I really need to be more active, and I know it. I stay very "busy," but that's not the same as exercising for good health. While we were at the beach I took the opportunity to go for a bike ride one morning. I'm sure I was smiling, because it felt really good. Except for the uncomfortable seat (I want one of those wide "Granny" seats) the bike felt great, the trail was perfect, the weather warm but inviting, and the scenery exhilarating. I found myself making resolutions to bike more often at home, take time to exercise, and set some new patterns.

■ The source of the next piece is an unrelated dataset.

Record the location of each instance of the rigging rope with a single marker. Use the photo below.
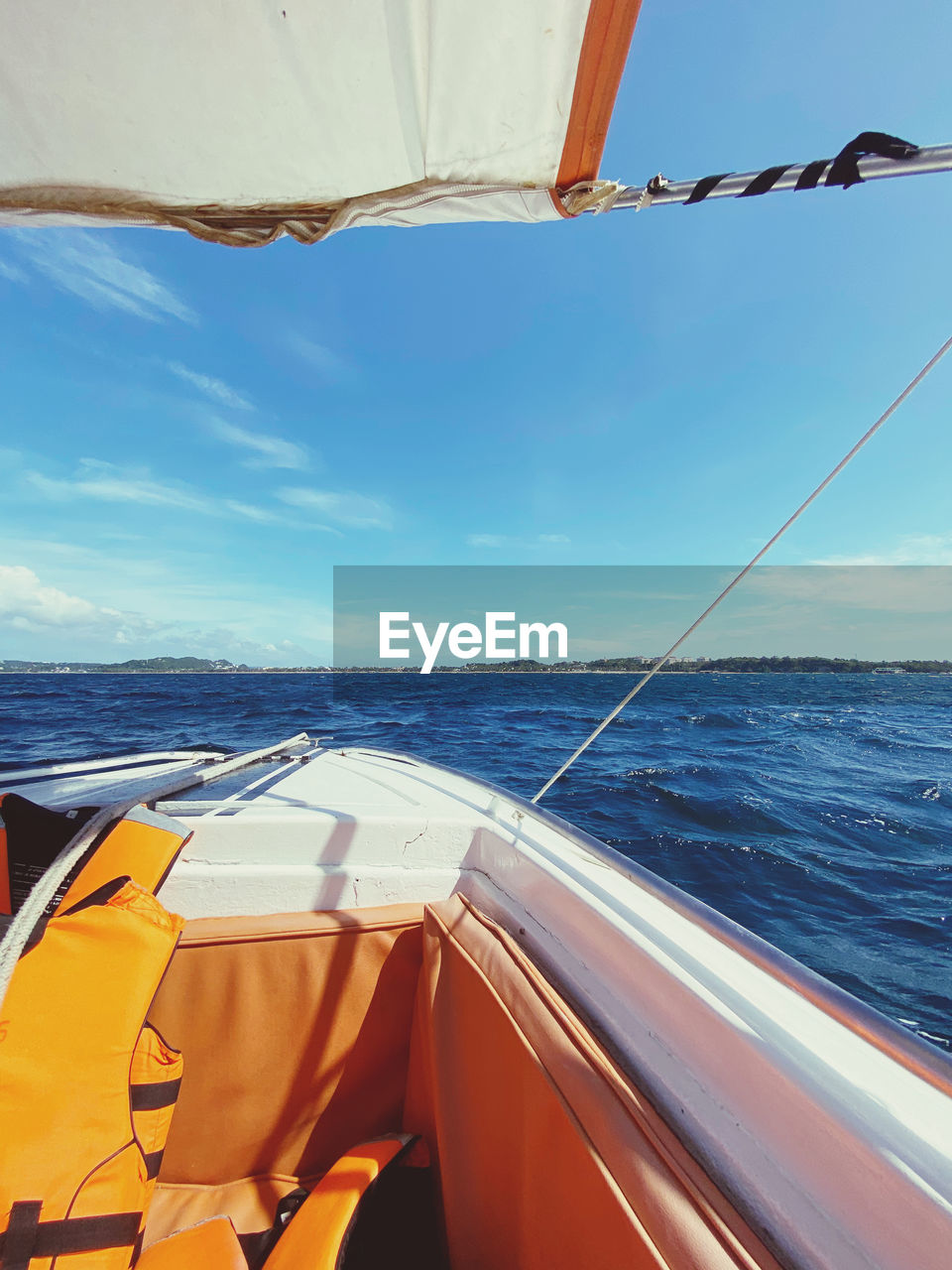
(746, 571)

Suddenly, from out of nowhere, a flash of color shot past me in a swath of red and yellow and black, accompanied by a rhythmic sound like a well tuned army unit. I refocused in time to catch a glimpse of a rock solid bum in shiny black biking shorts flashing past and well ahead of me, disappearing into the distance. Show off! The comparison was too much. My smile melted like good hair on a humid day, and inwardly I told myself, "Forget it. Turn this bike around. No matter how much I ride around taking in the scenery, I'm never going to be like the toned machine that just passed me by."
Comparison is a quick way to kill our confidence! Instead of staying focused on our uniqueness and on the distinctions of our circumstances, we get thrown off track by the sight of someone else appearing to be something more or better than we think we are. Paul must've dealt with temptation to compare. After all, he was the apostle who had a history as a Christian killer; he hadn't experienced what the apostles did during Christ's earthly ministry. If they had inside jokes or favorite memories, he was left out. I imagine he might've wrestled with comparing himself to the "others" at times, even questioning if God had the right man when He chose Paul to carry His light to the Gentiles.
Now I want you to know, brothers, that what has happened to me has really served to advance the gospel. As a result, it has become clear throughout the whole palace guard and to everyone else that I am in chains for Christ. Because of my chains, most of the brothers in the Lord have been encouraged to speak the word of God more courageously and fearlessly.
Paul accepted that his circumstances were uniquely assigned to him, and his life was meant to glorify Christ in its own distinct way. He didn't whine about not having a wife like Aquila, or not being at Pentecost like Peter, not being known for encouragement like Barnabas, or not having a face that shone as an angel like Stephen. He saw his own life through the lens of God's bigger plan, and that gave him the kind of confidence that allowed him to write from his prison cell, "I will continue to rejoice."
I want that kind of confidence, that kind of peace. Don't you? If we do, we have to let go of comparisons and reclaim the assurance that our path is the best for us. So I'll get back on my bike and take in the scenery, regardless of what flashes by me. ;) What's harder ... when I go to my conference this weekend, I need to thank God for who He made me to be and for what He gives me in life. That means that when articulate speakers, great manuscripts, passionate women, and put together outfits (in red, yellow, and black of course) whiz past me on the "ministry trail" in the next few days ;) I need to pray I will be the best "me" God made me to be and will make the most of any opportunity to make Christ known and to lift others up. It glorifies the God we love when we refuse to compare and be discontent, and it frees us up to keep on riding and taking in the scenery.